AFP/Islamabad

The Pakistani prime minister has cancelled his trip to the World Economic Forum in Davos to deal with a severe petrol shortage at home, officials and state media said yesterday.
State media said Nawaz Sharif cancelled the visit “in view of the prevailing domestic situation” and had convened a high-level meeting in Islamabad to review petrol supplies.
The fuel crisis began last week when Pakistan State Oil was forced to slash imports because banks refused to extend any more credit to the government-owned business, which supplies 80% of the country’s oil.
The situation has eased slightly, but queues of vehicles were still seen at filling stations in Islamabad and other parts of the country, particularly central Punjab province.
A spokesman for Sharif confirmed to AFP in a short text message that the “Prime minister has cancelled his trip” to Davos.
Sharif has suspended five top officials over the crisis, which has seen buses taken off the roads and angry scuffles at petrol stations, with tempers fraying as people waited in long queues for fuel.
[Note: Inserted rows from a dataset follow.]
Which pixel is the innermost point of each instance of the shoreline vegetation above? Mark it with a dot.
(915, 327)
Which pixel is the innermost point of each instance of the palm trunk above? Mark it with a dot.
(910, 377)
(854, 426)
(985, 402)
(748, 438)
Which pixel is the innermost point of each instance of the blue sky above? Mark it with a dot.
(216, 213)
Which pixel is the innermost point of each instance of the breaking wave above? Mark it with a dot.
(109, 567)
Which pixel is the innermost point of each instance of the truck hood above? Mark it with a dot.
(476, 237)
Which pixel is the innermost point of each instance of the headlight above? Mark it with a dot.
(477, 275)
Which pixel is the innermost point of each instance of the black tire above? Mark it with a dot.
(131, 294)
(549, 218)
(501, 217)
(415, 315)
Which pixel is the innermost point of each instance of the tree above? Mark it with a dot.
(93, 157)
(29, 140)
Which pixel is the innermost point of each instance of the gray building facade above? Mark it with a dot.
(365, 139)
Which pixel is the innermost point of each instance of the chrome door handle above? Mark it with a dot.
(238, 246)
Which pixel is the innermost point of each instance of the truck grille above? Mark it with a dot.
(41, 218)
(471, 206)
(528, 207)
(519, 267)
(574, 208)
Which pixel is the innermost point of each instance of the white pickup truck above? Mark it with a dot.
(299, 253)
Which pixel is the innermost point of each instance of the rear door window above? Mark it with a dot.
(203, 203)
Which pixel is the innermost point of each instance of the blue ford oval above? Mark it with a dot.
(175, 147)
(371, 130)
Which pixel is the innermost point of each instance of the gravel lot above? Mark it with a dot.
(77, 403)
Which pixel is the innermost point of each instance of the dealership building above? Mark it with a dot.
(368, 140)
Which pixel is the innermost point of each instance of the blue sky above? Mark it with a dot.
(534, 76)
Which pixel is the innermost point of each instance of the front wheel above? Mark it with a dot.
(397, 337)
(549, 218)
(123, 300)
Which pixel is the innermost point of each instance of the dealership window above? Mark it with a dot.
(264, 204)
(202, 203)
Some filling stations were forced to close.
Anger is growing over the shortage amongst Pakistanis — who already have to deal with chronic power cuts that can see them struggle without electricity for 12 hours a day or more — at a time of a global glut in oil supplies.
Solving Pakistan’s energy crisis was a key campaign pledge for Sharif in the run-up to the 2013 general election, and the shortage is heaping fresh pressure on his government.
A spokesperson for opposition leader Imran Khan’s Pakistan Tehreek-i-Insaaf (PTI) party has said it was planning nationwide protests over the petrol crisis.